Il “romanzo breve” di Maria Elefante non si pone, perciò, il problema della verosimiglianza, che passa in second’ordine di fronte alla necessità della denuncia sociale e morale, pur essendo la fiction – o la fabula che dir si voglia – direttamente attinta ai recenti trascorsi di quella comunità. Una narrazione fatta con la grazia che nasce dal piacere di creare storie che ci coinvolgono.
Peppe, Fortuna, Lione, i primi veri personaggi “reali”, danno inizio alle vicende del racconto: una storia di famiglia, di eredità, e – se possiamo dirlo – di rapido arricchimento, in ottemperanza ad una consegna trasmessa insieme all’asse ereditario, consegna che nasconde in sé fatti misteriosi. Essi, secondo la tecnica narrativa, costituiscono l’antefatto. Dove la storia personale e di famiglia va ad innestarsi, incontrandosi poi con la vicenda emblematica di un altro personaggio, Tommaso Santillo, che rappresenta l’altra faccia del mistero. Da questo punto le due direttrici narrative scorrono sul binario della storia sociale, politica, ed economica del Novecento italiano, come può essersi sviluppata in Campania – perché tutte i richiami, espliciti ed impliciti, nonché le allusioni, rimandano a questa Regione – e tracciano le coordinate dell’azione scenica; in altre parole ne definiscono il piano semantico, i cui punti cardini sono storia, cultura, modi di vivere, credenze e tradizioni.
Tommaso Santillo, Leone, e Peppino; Fortuna, Concetta, e Fortunata; sono i personaggi in primo piano, con forte predominanza di carattere morale da parte delle donne, fatto salvo, tra gli uomini, il prof. Santillo, che nell’azione scenica ha un ruolo marginale e una presenza limitata e solo occasionale nella vicenda, mentre è più rimarcata nella economia del racconto la sua funzionalità simbolica di deus ex machina.
Il resto del racconto è una storia paradigmatica che intende riprodurre vicende già note dei nostri giorni, cronaca quotidiana.
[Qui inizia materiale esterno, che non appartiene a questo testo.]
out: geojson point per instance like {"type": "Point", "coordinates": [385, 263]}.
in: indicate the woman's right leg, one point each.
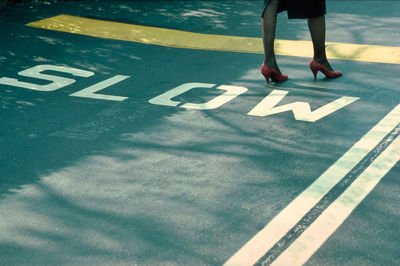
{"type": "Point", "coordinates": [268, 22]}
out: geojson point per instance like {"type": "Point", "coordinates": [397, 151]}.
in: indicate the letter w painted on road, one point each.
{"type": "Point", "coordinates": [301, 110]}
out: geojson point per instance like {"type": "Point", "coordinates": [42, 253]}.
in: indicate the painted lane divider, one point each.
{"type": "Point", "coordinates": [279, 226]}
{"type": "Point", "coordinates": [191, 40]}
{"type": "Point", "coordinates": [326, 224]}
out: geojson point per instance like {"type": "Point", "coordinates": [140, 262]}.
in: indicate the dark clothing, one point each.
{"type": "Point", "coordinates": [301, 8]}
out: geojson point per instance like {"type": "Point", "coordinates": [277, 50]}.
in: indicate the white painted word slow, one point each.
{"type": "Point", "coordinates": [301, 110]}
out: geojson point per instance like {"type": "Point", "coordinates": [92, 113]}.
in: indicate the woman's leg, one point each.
{"type": "Point", "coordinates": [317, 30]}
{"type": "Point", "coordinates": [268, 22]}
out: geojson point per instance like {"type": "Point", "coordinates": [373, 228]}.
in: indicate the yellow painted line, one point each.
{"type": "Point", "coordinates": [191, 40]}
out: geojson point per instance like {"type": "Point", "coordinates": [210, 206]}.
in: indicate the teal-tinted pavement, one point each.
{"type": "Point", "coordinates": [132, 181]}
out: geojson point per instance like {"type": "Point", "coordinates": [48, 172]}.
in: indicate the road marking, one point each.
{"type": "Point", "coordinates": [191, 40]}
{"type": "Point", "coordinates": [326, 224]}
{"type": "Point", "coordinates": [301, 110]}
{"type": "Point", "coordinates": [90, 92]}
{"type": "Point", "coordinates": [56, 81]}
{"type": "Point", "coordinates": [166, 98]}
{"type": "Point", "coordinates": [279, 226]}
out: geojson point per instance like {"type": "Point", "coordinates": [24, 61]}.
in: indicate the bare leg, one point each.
{"type": "Point", "coordinates": [268, 22]}
{"type": "Point", "coordinates": [317, 30]}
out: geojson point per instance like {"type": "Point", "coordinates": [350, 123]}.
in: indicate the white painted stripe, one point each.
{"type": "Point", "coordinates": [326, 224]}
{"type": "Point", "coordinates": [264, 240]}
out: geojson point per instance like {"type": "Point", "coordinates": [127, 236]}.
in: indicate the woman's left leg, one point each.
{"type": "Point", "coordinates": [317, 30]}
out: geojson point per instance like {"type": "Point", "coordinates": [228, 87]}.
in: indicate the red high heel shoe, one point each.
{"type": "Point", "coordinates": [315, 67]}
{"type": "Point", "coordinates": [269, 72]}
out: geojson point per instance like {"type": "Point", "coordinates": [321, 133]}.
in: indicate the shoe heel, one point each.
{"type": "Point", "coordinates": [315, 72]}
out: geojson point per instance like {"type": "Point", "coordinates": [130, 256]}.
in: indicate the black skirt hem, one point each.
{"type": "Point", "coordinates": [300, 13]}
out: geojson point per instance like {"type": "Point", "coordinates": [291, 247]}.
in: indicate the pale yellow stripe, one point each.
{"type": "Point", "coordinates": [190, 40]}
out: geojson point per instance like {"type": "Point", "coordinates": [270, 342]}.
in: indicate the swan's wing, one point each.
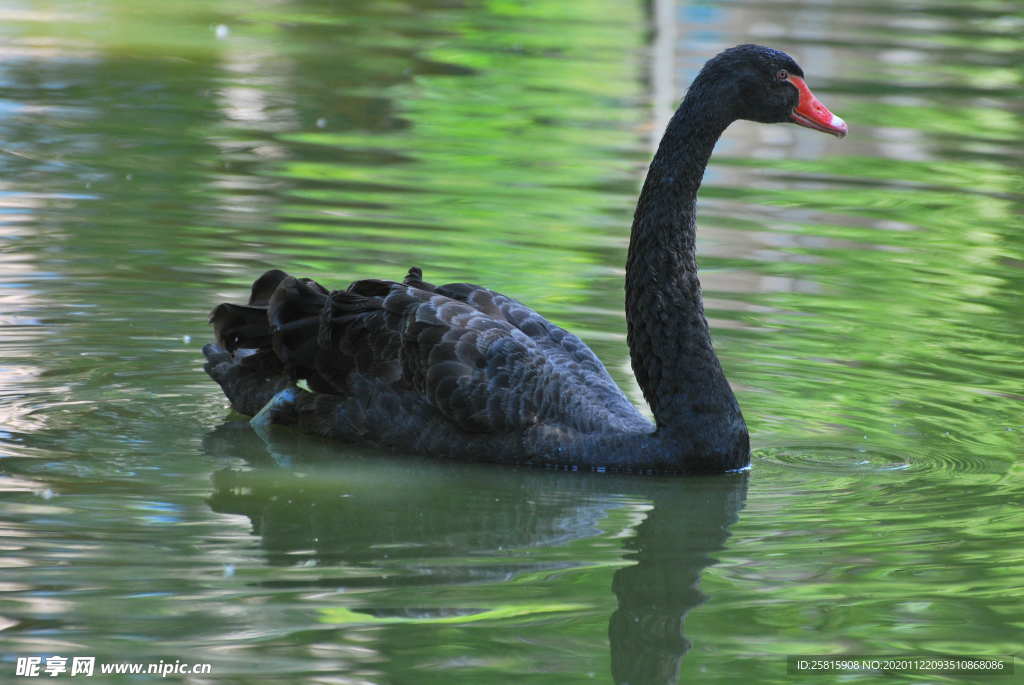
{"type": "Point", "coordinates": [563, 348]}
{"type": "Point", "coordinates": [482, 359]}
{"type": "Point", "coordinates": [479, 372]}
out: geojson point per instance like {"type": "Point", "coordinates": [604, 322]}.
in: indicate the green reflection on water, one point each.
{"type": "Point", "coordinates": [863, 296]}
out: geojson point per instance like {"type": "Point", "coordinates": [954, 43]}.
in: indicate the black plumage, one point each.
{"type": "Point", "coordinates": [462, 372]}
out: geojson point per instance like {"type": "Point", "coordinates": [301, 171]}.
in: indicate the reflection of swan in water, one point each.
{"type": "Point", "coordinates": [403, 509]}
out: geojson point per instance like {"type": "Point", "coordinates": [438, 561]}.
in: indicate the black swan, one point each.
{"type": "Point", "coordinates": [462, 372]}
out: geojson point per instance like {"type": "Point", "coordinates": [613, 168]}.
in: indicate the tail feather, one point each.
{"type": "Point", "coordinates": [294, 316]}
Sembrerebbe così che non restino vie d’uscita ai gravi problemi di degrado sociale e strutturale, che denotano lo storico ritardo di cultura e di civiltà, nonostante l’impegno esemplare e la testimonianza fino al martirio dei cittadini più attenti, più sensibili, più moralmente sani; e dei tanti gruppi d’opinione che si formano nella scuola, tra la gioventù studentesca.
Ma come in tutte le favole ci deve pur essere una morale in questo racconto.
Personalmente mi verrebbe di chiudere questa recensione col detto tanto caro a mia madre: “Chi è causa del suo mal, pianga se stesso”.